Roseville produced another round of patterns in the 1940s around the time of World War II. The patterns brought forth by the Roseville Pottery Company in this era were Fuscia, White Rose, Cosmos, Zephyr, Lily, Columbine and Bittersweet. For a commercial Pottery, these were the best specimines on the market during this era. Unfortunately, the quality of the pottery did not keep it in business and the Roseville Pottery Company closed its doors for good in 1954.
Roseville Pottery is highly sought after today and with good reason. There are over a hundred patterns that were produced. The colors and glazes range from neutral to earthy to bright. Blues, greens, browns, pinks are common while black and reds are more rare but do exist. There is a pattern and color available for everyone interested in collecting Roseville Pottery.
Although the Roseville Pottery Company closed in the 1950s, demand for the pottery remains consistent. The baby boomers of the 1970s and in the late 1990s to early 2000s, mission style revival, both have kept the demand steady and prices high.
When buying Roseville it is important to consider the pattern and the piece. A sugar and creamer set of a common pattern might fetch $40 while a jardiniere in the same pattern may sell for over $1500 because it is a larger piece that was produced in two sections. The jardiniere would be more rare than the sugar and creamer set.

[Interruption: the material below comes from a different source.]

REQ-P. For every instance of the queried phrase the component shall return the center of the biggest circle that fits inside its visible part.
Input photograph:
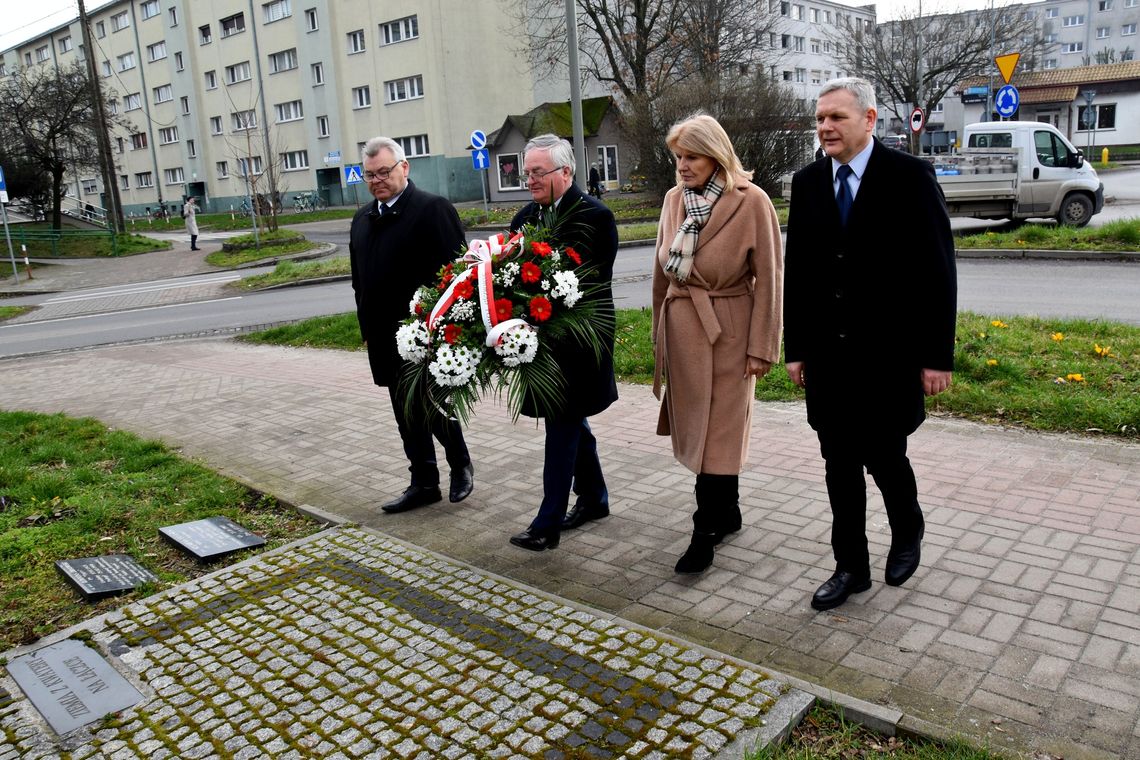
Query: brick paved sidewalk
(1022, 628)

Roseville pieces from the fine art pottery line of the early 1900s will costs thousands of dollars per piece. An extremely rare Roseville Rozane Olympic Vase can fetch $7,000 to $8,000 in today's market.

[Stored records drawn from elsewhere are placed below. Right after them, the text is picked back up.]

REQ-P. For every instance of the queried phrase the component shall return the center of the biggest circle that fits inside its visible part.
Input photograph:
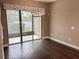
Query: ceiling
(47, 1)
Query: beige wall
(24, 3)
(65, 14)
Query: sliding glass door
(13, 25)
(22, 26)
(27, 31)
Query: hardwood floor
(40, 49)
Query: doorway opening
(22, 26)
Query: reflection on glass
(26, 25)
(37, 27)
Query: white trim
(6, 45)
(65, 43)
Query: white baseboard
(65, 43)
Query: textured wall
(64, 21)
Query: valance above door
(34, 10)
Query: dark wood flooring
(40, 49)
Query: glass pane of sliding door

Because of the multitude of patterns of Roseville on the market today, it is important to educated yourself about patterns and what is to be expected from that pattern. Study the glazes, shapes and markings of a Roseville pattern that your are particularly fond of and intend on collecting. Remember that chips or cracks bring down the value considerably. If you are a first time collector it is important to know that there are fakes on the market because Roseville is so popular. Buyer beware when it comes to Roseville Pottery. There are two great sites online for viewing the hundred or more patterns of Roseville. Visit Just Art Pottery.com and Roseville Pottery.net for style and marking guides.
Marks for Roseville Pottery pieces vary from a fully enlarged signature stamp to small initial only stamps or wafers. No one mark is common to all Roseville Pottery Pieces so doing a little research and homework is well advised.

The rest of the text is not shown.